Since the latest financial bubble popped so loudly, commentators have been recalling a gentleman named John Law. Law was an adventurous Scot who back in the very early 1700s came up with the "Mississippi Scheme," a speculative investment project which ended up just about bankrupting the French nation. The project had so many repercussions that the first 45 pages of Charles Mackay's classic Extraordinary Popular Delusions and the Madness of Crowds ( 1841) are devoted to it.
Was Law then an economic criminal in the class of Charles Ponzi, Alexandre Stavisky or Bernard Madoff?

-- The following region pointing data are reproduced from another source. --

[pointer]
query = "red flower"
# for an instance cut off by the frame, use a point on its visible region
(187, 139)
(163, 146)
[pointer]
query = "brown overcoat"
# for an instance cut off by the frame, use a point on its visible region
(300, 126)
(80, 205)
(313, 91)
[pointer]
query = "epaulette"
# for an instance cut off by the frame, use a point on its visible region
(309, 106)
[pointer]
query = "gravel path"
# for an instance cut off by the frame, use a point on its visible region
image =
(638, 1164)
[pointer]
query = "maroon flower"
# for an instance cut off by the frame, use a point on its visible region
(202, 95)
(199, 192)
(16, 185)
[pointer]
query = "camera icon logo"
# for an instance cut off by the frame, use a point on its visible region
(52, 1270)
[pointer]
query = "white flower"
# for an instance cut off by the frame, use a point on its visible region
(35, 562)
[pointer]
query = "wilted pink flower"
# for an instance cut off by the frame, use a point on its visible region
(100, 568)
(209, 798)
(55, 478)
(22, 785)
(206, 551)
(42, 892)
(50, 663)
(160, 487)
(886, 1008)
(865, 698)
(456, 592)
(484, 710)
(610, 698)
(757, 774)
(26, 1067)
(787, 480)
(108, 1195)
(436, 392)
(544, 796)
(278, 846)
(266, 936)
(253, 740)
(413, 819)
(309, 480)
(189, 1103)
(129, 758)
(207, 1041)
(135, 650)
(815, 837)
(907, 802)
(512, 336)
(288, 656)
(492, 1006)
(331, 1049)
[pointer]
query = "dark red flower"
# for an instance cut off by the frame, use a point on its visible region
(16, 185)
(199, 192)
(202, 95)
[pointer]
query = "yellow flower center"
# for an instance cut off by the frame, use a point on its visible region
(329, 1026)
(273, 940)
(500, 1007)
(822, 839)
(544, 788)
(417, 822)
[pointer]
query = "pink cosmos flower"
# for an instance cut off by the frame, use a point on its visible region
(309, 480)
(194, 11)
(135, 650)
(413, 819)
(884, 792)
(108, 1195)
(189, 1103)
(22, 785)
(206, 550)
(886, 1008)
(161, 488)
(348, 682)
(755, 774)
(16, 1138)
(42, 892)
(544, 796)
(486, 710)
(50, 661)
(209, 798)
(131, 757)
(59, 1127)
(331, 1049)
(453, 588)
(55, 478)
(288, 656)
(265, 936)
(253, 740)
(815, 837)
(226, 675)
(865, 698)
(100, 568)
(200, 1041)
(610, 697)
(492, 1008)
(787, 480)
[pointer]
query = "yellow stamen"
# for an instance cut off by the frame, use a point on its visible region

Mackay himself is ambivalent, on the one hand saying that "Historians are divided in opinion as to whether they should designate him a knave or a madman," and on the other asking, "How was [Law] to foretell that the French people ... would kill, in their frantic eagerness, the fine goose he had brought to lay them so many golden eggs?"
A recent book by Niall Ferguson, The Ascent of Money, terms John Law "the man who invented the stock market bubble." In Arthur Herman's How the Scots Invented the Modern World, Law is portrayed as "a dreamer who never let details get in the way of a good plan," a visionary who "convince[d] the French crown to set up the Bank Royale."
Where does the truth lie, I wonder. Not all financiers are swindlers. But even if high finance can be a good thing, we have had much too much of it.